6. Who we share your data with
- Other users: your name, profile photo, college, bio, skills, rating, and gigs done are visible to other users on Gigzz. Your exact address is shared only with an accepted Student. Your Aadhaar is never shared.
- Service providers: we use Supabase (database + storage), Vercel (hosting), and Google (sign-in). These vendors process data on our behalf under contractual data-protection commitments. No vendor sees more than necessary.
- Law enforcement: we will share data when compelled by a valid legal order from Indian authorities, and only to the minimum extent required.

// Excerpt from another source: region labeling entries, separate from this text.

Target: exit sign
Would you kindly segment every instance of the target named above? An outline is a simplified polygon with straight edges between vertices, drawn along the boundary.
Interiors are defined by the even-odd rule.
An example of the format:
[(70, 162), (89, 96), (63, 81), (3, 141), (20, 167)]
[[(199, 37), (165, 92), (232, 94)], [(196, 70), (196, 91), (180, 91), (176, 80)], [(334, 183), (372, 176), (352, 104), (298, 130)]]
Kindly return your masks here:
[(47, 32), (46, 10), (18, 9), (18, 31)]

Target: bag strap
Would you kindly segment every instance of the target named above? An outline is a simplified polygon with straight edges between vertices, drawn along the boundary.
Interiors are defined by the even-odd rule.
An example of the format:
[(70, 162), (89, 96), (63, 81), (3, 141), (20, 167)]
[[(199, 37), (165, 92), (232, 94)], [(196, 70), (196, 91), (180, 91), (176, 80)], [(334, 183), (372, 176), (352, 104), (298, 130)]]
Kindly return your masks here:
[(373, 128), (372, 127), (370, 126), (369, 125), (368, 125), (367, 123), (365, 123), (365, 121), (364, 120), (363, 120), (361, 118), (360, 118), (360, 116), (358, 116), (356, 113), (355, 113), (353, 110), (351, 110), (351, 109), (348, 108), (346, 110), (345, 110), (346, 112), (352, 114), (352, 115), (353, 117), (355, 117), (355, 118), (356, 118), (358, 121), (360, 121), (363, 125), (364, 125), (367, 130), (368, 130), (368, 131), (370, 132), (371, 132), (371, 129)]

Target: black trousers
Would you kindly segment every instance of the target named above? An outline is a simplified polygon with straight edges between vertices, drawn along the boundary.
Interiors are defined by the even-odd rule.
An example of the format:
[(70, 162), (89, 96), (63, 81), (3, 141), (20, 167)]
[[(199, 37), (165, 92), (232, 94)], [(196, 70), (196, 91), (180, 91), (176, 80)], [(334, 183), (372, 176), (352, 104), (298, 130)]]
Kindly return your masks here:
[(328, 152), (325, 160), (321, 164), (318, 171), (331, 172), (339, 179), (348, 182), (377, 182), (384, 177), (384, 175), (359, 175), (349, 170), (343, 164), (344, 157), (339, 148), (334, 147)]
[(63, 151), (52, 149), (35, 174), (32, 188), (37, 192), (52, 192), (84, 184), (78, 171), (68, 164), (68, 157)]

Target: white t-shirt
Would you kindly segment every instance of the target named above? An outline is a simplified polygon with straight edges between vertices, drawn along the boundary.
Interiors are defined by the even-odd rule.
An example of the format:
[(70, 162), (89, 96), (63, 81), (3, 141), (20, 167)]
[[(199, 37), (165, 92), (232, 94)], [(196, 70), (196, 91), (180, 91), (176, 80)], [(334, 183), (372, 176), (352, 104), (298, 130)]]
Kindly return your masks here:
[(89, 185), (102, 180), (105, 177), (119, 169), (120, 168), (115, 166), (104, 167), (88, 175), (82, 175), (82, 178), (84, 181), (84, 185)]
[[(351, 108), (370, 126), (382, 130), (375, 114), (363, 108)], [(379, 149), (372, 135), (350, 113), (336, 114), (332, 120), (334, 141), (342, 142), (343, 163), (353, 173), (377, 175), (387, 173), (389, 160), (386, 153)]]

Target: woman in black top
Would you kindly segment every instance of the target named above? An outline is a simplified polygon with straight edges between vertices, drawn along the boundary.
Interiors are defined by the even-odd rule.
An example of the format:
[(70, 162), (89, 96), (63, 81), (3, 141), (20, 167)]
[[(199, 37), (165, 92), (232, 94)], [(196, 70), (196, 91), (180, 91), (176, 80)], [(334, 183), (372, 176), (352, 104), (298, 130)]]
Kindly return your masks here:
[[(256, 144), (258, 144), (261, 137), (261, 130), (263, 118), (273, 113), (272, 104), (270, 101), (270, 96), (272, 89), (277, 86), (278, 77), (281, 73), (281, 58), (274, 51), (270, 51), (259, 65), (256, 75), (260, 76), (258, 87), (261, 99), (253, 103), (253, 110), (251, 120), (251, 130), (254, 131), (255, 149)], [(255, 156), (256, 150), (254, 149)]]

7. Where your data is stored
Our servers (via Supabase) may be located outside India. By using Gigzz you consent to the cross-border processing of your data, subject to safeguards required by the DPDP Act. We are in the process of evaluating India-region hosting and will update this policy if and when we migrate.
8. Your rights under the DPDP Act
You have the right to:
- Access the personal data we hold about you.
- Correct inaccurate or incomplete data.
- Erase your data and close your account.
- Withdraw consent at any time (note: this will end your ability to use Gigzz).
- Nominate another person to exercise these rights on your behalf in the event of your death or incapacity.
- Lodge a grievance with our Grievance Officer (below) and, if unresolved, with the Data Protection Board of India.
To exercise any of these rights, email privacy@gigzz.in. We will respond within the time frame required by law.
9. Security
We use industry-standard safeguards: TLS in transit, encryption at rest, role-based access, and Postgres row-level security. Sensitive columns (e.g. verification status, ratings) are write-locked at the database level so no user — not even by manipulating the API — can tamper with them.
Despite this, no system is 100% secure. If we detect a breach affecting your data, we will notify you and the Data Protection Board within the time frame required by law.
10. Children
Gigzz is intended for users aged 18 and above. If you are below 18 you may not use the service. If we learn we have collected data from a minor without verifiable parental consent, we will delete it.
11. Cookies
We use only the cookies strictly necessary to keep you signed in (a Supabase auth session cookie). We do not use third-party advertising or analytics cookies at this time.
12. Changes to this policy
We may update this policy from time to time. If a change is material, we'll notify you via email or an in-app banner. The "Last updated" date at the top will always reflect the current version.
13. Grievance Officer
Under Rule 5(9) of the IT Rules, 2011 and the DPDP Act:
Name: [YOUR NAME]
Designation: Grievance Officer, Gigzz
Email: grievance@gigzz.in
Address: [YOUR ADDRESS]
We aim to acknowledge any grievance within 24 hours and resolve it within 15 days.
This policy is provided as a starting template. It is not legal advice. You should have a qualified lawyer review and tailor it to your operations before public launch.